Keadaan agama dalam suatu masyarakat mempengaruhi budaya
yang dimiliki oleh masyarakat tersebut. Masyarakat muslim mempunyai budaya yang
berbeda dengan masyarakat non muslim. Budaya masyarakat muslim tentu didasari oleh ajaran Islam dan dihiasi
dengan nilai-nilai keislaman. Demikian juga masyarakat Nasrani, Kresten,
Katolik, Protestan, Hindu dan Budha tentunya budaya mereka didasari oleh agama
yang mereka yakini. Sebagai Contoh perbedaan budaya masyarakat yang disebabkan
oleh agama bagi masyarakat muslim atau antar sesama muslim menghubungi melalui
telepon rumah pada jam enam atau jam lima pagi itu di anggap sebagai sopan
santun. Hal ini tentu berbeda dengan masyarakat non muslim, di mana pada
jam-jam tersebut masih dianggap sebagai jam istrahat sehingga menghubungi
lewatv telpon rumah itu di anggap tidak sopan.
3. Keadaan Pendidikan
Pendidikan itu berfungsi memanusiakan manusia. Manusia itu akan menjadi
manusia yang sebenarnya karena pendidikan. Pendidikan akan mengembangkan dan
memberdayakan seluruh potensi yang dimiliki oleh manusia. Dengan diberdayakan
dan dikembangkan seluruh potensi tersebut maka manusia bisa berbudaya dan
berkarya secara baik dan maksimal.
Pendidikan individu dalam suatu masyarakat sangat mempengaruhi perubahan
budaya dalam masyarakat. Hal ini bisa dimaklumi karena dengan pendidikan
seorang individu bisa lebih banyak berbuat dan berkarya. Semakin tinggi
pendidikan individu dalam masyarakat maka semakin pula kebudayaan dan peradaban
yang dimiliki, sebaliknya semakin rendah pendidikan individu dalam masyarakat
maka semakin rendah pula kebudayaan yang dimiliki.
Keadaan pendidikan individu masyarakat yang dapat mempemgaruhi budaya itu
dapat kita lihat dalam perbedaan antara budaya masyarakat perkotaan dan budaya
masyarakat perdesaan.. Pada umumnya budaya masyarakat kota lebih cepat
berkembang disebabkan oleh pendidikan masyarakatnya rela.relatif tinggi.

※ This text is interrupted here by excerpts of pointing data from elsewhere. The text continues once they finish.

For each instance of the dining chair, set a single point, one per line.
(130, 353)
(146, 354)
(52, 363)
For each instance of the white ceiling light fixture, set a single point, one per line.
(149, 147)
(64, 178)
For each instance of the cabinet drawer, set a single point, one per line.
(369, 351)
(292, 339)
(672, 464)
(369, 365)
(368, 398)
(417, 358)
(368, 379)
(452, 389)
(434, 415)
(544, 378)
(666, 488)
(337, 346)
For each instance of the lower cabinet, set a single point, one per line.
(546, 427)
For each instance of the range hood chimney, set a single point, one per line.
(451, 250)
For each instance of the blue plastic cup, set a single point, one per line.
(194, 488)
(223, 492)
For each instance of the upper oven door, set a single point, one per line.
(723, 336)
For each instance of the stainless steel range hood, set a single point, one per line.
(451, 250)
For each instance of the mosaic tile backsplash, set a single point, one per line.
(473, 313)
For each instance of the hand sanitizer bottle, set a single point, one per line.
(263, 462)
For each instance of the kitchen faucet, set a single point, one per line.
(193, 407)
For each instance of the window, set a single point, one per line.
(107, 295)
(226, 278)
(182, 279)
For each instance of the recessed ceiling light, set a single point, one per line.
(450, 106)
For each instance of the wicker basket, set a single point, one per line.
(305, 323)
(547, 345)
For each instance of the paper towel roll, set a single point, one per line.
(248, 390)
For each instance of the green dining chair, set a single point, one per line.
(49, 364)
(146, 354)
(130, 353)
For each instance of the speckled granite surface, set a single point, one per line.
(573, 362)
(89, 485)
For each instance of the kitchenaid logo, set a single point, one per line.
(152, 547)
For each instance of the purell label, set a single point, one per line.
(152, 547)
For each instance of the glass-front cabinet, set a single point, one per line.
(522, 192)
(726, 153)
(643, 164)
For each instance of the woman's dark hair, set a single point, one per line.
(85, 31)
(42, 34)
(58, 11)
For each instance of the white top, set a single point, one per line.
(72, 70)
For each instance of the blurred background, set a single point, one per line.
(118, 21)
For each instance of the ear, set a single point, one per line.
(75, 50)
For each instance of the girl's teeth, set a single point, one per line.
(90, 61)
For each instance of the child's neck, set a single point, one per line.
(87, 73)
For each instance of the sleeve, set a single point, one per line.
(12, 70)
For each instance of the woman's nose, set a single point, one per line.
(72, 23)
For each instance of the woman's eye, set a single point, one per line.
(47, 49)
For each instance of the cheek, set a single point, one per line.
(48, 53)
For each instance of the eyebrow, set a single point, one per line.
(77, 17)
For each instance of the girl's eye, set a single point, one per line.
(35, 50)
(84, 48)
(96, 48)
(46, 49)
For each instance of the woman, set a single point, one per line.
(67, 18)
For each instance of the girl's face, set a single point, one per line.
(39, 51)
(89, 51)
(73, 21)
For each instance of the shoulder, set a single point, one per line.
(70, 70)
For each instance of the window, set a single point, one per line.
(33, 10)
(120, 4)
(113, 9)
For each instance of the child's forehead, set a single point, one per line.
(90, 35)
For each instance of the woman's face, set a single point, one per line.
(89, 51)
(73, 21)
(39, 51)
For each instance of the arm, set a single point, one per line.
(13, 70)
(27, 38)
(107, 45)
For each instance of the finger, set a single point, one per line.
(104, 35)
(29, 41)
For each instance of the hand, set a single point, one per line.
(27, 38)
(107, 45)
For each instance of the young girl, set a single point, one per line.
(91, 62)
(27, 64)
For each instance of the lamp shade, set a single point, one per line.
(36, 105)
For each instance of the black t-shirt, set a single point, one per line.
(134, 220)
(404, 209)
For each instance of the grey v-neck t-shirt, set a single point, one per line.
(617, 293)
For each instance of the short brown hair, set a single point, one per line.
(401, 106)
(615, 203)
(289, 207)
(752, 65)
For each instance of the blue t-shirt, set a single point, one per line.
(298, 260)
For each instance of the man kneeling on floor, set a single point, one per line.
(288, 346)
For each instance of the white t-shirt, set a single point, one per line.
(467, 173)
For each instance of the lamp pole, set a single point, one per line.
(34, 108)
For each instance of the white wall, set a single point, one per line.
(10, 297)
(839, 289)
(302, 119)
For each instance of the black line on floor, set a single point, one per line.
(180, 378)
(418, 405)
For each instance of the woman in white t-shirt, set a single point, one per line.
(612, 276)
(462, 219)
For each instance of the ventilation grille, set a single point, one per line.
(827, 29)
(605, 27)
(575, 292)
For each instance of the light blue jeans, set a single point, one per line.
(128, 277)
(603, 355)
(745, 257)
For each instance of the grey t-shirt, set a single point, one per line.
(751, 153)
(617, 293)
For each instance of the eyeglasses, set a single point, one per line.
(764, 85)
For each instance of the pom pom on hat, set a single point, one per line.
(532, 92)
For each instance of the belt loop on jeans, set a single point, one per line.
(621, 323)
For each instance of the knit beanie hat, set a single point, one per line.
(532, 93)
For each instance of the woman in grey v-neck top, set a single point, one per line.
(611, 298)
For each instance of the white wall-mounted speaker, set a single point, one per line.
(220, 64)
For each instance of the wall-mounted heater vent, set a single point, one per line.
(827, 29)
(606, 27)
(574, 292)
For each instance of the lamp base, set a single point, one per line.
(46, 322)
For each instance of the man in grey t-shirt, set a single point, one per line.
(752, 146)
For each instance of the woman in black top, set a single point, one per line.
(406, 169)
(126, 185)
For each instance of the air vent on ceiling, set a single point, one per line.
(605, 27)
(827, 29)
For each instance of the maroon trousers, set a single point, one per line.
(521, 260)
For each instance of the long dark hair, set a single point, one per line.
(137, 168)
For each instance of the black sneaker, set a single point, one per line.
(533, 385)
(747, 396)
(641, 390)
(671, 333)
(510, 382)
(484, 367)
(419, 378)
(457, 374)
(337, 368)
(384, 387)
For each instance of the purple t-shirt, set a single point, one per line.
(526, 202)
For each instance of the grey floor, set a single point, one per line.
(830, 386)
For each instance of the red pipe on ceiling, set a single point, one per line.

Pendidikan yang tinggi menjadikan seseorang lebih cenderung bersikap rasional
dan memungkinkan seseorang untuk banyak
berkreasi. Inilah yang menyebabkan baudaya masyarakat kota lebih cepat mencapai
kemajuan. Budaya masyarakat pedesaan yang pendidikan individu masyarakatnya
relative masih rendah. Pendidikan yang rendah menjadikan seseorang lebih
cenderung bersikap statis dan kurang berkreasi. Inilah yang menyebabkan budaya
masyarakat pedesaan sulit mencapai kemajuan.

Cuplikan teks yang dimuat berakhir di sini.